В огромном театре Народного дома в Петербурге шла «Русалка» с участием Жигулева в роли мельника. Театр был полон. Главное внимание публики приковал к себе Жигулев. У него был прекрасный бас-кантанто мягкого, бархатистого тембра, гибкий, свободный и мощный в верхнем регистре. Пел он легко, как бы играючи. Когда давал нарастающую ноту, то слушателю казалось, что она будет нарастать бесконечно, что певец еще не всю силу голоса показал, вот-вот сейчас он потрясет стены театра, – но как раз в этот момент наивысшего нарастания певец обрывал ноту или переходил в восхитительное пианиссимо, столь редкое у басов.
На самом деле артист отдавал публике все, что у него было, но производило это впечатление бесконечности и неисчерпаемости его сил. Это происходило не только от умения расходовать звук, но и от природной и редкой способности психологического внушения. Огромный темперамент как бы поднимался до настоящего творческого наития, откуда-то нисходившего и осенявшего вдохновенного певца.
Публика забывала самое себя, свое собственное бытие, забывала, что она сидит в театре, что на сцене всего только опера, слезы сочувствия человеческому страданию вызывал уже не актер Жигулев, а самый настоящий, живой человек, переживающий трагедию, которая на глазах у всех совершалась.
Клим Бушуев, сидевший в одном из первых рядов партера, в течение акта не раз принимался вместе со всей публикой проливать слезы, сам не зная о чем.
После антракта он не пошел в зрительный зал, боясь рассеять полученное впечатление.

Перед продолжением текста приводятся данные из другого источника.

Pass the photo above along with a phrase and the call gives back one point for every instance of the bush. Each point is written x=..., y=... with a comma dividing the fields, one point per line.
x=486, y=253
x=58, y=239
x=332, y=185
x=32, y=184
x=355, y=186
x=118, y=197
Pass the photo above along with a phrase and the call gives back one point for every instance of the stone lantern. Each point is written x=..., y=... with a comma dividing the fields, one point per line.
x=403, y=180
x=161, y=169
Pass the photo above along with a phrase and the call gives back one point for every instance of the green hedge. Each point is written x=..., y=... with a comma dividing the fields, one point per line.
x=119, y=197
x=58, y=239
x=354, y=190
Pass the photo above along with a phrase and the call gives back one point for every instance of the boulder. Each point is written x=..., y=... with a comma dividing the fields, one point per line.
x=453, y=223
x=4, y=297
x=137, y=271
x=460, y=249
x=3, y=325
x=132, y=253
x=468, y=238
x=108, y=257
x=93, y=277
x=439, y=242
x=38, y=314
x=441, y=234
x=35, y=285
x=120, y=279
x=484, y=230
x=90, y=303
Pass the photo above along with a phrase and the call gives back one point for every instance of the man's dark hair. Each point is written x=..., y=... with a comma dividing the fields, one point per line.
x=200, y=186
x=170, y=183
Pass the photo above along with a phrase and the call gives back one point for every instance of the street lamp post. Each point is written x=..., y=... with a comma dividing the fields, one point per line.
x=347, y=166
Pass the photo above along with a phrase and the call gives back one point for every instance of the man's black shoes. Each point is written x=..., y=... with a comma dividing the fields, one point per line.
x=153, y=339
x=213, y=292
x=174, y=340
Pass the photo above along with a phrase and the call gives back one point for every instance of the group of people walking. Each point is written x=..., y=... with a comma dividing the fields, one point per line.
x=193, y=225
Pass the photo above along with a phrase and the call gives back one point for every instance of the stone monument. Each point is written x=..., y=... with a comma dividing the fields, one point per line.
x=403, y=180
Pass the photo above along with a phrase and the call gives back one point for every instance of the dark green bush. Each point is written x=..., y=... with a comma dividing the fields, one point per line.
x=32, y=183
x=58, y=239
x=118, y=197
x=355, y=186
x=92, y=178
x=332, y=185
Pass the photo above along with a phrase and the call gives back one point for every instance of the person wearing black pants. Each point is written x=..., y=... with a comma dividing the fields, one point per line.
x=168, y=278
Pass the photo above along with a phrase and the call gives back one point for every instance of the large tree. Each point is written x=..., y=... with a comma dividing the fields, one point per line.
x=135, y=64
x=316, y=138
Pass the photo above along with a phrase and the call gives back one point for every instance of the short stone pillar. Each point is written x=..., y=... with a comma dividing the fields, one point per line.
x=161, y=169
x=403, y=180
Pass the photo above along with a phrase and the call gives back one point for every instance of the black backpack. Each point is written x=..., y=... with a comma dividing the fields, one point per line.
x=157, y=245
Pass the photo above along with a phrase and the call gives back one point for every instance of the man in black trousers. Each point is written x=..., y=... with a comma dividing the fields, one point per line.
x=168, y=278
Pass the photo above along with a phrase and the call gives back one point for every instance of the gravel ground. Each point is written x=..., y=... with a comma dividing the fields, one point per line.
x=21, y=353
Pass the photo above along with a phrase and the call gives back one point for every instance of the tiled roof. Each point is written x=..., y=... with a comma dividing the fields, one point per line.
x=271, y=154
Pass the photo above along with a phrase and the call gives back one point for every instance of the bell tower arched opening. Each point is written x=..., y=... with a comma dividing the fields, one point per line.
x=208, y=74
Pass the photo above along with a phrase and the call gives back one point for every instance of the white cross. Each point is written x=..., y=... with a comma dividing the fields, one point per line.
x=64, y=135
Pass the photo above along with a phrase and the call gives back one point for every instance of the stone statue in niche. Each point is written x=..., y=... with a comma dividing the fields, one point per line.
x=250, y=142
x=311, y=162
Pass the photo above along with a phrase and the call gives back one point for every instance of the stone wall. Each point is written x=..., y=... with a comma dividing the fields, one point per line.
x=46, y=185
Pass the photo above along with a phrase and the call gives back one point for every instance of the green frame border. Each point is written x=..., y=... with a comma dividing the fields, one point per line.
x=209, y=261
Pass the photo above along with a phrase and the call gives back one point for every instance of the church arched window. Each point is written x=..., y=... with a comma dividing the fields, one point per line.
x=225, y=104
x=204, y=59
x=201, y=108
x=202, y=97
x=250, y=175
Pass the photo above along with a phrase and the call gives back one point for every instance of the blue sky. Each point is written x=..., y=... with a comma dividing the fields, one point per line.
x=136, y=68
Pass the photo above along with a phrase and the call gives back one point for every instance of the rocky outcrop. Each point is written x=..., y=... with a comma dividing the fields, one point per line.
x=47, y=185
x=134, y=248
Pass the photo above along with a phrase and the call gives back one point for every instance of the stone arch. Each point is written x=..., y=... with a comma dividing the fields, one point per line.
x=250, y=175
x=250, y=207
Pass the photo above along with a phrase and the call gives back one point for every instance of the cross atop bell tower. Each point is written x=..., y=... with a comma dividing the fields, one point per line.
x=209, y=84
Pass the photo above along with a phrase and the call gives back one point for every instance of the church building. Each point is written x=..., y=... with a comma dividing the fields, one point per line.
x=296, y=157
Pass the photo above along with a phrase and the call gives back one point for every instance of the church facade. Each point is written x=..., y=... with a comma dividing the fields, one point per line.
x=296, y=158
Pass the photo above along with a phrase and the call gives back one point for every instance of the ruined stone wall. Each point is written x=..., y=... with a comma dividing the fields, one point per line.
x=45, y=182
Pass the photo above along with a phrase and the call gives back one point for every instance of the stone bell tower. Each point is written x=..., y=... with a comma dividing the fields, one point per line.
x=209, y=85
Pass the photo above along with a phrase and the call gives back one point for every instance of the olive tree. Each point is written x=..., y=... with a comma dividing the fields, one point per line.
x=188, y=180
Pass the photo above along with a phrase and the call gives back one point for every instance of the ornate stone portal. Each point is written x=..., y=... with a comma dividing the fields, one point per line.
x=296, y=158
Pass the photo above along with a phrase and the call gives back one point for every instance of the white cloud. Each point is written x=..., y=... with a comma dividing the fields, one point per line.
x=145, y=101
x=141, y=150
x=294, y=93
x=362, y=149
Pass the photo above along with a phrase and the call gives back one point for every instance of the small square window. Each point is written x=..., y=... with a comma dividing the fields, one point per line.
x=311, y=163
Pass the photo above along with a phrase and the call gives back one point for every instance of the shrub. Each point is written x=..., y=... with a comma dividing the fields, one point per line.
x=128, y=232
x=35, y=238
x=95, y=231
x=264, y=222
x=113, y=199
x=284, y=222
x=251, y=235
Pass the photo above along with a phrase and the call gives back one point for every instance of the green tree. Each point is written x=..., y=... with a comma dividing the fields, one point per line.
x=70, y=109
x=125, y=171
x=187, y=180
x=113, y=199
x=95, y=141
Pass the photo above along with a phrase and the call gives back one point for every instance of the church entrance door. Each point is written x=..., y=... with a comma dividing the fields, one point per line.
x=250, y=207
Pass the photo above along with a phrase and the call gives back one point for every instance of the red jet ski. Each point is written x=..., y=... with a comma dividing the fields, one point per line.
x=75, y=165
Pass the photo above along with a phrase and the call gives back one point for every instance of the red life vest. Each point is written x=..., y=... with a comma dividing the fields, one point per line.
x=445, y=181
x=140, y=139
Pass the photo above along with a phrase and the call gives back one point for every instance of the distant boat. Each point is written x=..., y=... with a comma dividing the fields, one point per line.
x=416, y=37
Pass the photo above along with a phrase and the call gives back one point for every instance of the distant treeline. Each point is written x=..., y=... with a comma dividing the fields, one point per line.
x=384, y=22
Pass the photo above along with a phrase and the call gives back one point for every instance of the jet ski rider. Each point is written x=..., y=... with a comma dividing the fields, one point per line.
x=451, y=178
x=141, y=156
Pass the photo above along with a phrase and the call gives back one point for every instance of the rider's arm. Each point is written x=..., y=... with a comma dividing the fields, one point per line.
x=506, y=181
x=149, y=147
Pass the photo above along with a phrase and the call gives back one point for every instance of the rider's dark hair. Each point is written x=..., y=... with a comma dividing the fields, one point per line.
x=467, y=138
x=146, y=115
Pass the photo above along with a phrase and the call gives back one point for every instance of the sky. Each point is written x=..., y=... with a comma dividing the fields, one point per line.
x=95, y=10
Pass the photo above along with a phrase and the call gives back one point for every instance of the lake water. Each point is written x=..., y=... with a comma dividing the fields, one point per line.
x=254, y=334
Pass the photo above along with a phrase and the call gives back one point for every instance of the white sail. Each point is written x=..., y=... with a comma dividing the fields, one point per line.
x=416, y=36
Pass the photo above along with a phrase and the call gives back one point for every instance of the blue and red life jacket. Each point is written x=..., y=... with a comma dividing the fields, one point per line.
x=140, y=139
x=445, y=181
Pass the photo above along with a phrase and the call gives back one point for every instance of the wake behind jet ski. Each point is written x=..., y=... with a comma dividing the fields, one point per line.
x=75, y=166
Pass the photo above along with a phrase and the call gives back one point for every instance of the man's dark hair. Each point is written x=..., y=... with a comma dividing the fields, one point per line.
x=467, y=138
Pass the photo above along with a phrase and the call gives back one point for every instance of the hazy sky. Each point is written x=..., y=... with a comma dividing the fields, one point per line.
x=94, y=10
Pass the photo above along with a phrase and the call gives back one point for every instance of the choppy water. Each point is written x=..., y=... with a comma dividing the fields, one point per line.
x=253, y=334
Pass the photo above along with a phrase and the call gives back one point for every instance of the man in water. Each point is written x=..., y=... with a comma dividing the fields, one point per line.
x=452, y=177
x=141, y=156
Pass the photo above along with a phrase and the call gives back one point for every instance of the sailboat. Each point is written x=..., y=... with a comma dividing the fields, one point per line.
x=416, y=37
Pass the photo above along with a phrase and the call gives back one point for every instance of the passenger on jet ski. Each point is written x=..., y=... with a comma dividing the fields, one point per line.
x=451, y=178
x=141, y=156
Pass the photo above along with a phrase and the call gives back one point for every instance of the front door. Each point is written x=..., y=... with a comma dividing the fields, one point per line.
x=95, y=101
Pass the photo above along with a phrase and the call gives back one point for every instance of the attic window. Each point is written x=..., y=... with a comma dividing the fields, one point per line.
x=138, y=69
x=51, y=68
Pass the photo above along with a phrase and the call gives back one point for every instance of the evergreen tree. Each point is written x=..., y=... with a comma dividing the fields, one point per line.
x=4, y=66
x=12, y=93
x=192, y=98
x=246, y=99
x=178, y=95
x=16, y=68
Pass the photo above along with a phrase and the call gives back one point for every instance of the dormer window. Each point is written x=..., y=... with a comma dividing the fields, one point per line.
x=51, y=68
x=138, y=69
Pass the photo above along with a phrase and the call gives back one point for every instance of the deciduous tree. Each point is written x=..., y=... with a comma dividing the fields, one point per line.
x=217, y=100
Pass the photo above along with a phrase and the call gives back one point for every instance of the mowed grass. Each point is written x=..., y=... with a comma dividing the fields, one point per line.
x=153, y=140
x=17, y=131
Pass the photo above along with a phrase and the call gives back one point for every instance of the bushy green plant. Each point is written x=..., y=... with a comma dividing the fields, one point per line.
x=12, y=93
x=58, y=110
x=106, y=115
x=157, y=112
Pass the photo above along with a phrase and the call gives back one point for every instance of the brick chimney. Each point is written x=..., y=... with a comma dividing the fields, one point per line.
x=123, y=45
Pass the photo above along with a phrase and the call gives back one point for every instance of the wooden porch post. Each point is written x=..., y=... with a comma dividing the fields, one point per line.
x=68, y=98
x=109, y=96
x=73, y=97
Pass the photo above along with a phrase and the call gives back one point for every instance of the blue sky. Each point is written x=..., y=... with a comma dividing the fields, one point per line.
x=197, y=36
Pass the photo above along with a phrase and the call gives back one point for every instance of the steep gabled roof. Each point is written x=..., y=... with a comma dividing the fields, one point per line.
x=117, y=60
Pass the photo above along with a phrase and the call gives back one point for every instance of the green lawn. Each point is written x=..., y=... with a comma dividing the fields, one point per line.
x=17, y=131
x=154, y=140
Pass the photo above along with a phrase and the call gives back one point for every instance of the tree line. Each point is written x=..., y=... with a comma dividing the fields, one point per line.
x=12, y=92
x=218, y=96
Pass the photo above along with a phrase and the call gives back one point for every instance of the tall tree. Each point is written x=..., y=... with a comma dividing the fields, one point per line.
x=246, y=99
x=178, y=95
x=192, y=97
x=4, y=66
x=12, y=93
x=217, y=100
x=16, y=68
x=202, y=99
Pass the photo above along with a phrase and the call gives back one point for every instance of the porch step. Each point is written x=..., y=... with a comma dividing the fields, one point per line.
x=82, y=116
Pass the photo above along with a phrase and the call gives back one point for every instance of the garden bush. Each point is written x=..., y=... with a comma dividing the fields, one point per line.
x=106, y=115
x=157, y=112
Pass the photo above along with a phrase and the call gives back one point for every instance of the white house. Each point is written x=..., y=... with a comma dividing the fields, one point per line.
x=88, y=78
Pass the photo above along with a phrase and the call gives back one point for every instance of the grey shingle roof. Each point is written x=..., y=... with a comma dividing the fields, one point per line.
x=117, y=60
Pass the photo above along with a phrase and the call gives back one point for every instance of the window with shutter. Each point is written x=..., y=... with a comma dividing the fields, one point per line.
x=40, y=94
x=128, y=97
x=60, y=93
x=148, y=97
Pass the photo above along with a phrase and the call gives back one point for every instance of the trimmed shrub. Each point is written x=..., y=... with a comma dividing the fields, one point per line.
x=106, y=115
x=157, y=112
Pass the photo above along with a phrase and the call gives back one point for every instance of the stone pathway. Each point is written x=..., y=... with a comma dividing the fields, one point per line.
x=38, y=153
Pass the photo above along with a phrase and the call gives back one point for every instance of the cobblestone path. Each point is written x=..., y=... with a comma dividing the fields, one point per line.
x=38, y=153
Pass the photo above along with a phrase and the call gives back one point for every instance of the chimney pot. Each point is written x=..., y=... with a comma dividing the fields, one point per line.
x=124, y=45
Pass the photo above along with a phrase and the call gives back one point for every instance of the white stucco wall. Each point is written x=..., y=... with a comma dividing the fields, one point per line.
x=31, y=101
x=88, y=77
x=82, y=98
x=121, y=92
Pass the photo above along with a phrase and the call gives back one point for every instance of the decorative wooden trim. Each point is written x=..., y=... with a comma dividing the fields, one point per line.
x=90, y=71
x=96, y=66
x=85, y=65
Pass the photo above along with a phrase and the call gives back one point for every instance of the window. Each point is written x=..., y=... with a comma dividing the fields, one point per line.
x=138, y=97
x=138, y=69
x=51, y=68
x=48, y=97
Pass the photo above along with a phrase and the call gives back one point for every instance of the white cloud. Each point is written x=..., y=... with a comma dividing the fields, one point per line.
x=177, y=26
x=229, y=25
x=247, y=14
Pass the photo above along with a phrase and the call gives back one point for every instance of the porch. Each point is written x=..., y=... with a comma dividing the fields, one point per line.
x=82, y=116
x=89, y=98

Остался в фойе и долго стоял перед портретами артиста в различных позах. Вот Мефистофель: истощенное, морщинистое лицо со скудной растительностью, с глазами, как пиявки, и сухой грудью без души. Чуть просвечивает лысина на макушке, почему-то наводящая на мысли об аморальности: дух исследования и скептицизма, изживший себя. Таким изображал его теперь современный артист.
Вот Демон, но не юный лермонтовский дух одинокого протеста, полный юношеских сил, а навеянный Врубелем падший дух в ярком, радужном оперении прошлого, с разбитыми крыльями надежд: каменное лицо и глаза – видевшие века страданий… Вот опять Мефистофель Бойто, бесконечный и вечный, цинично насмехающийся над добром.
Вот Сальери, который «музыку алгеброй проверил» и отравил Моцарта; Дон Базилио с длинными хищными пальцами иезуита, вкрадчивый представитель церкви, смешной и страшный; «Преступный царь» Борис, гуляка – удельный князь Галицкий, готовый пропить хоть всю Россию.
Клим не досмотрел до конца длинный ряд портретов, по-новому истолкованных новым артистом.
Но как случилось, что знаменитый артист получился не из Ильина, человека с высшим образованием, пять лет учившегося пению у лучших учителей в Италии, а из Фиты? Думал о себе, о своем сокровище – на гроши собранной им библиотеке – и о своем романе, на который втайне возлагал большие надежды.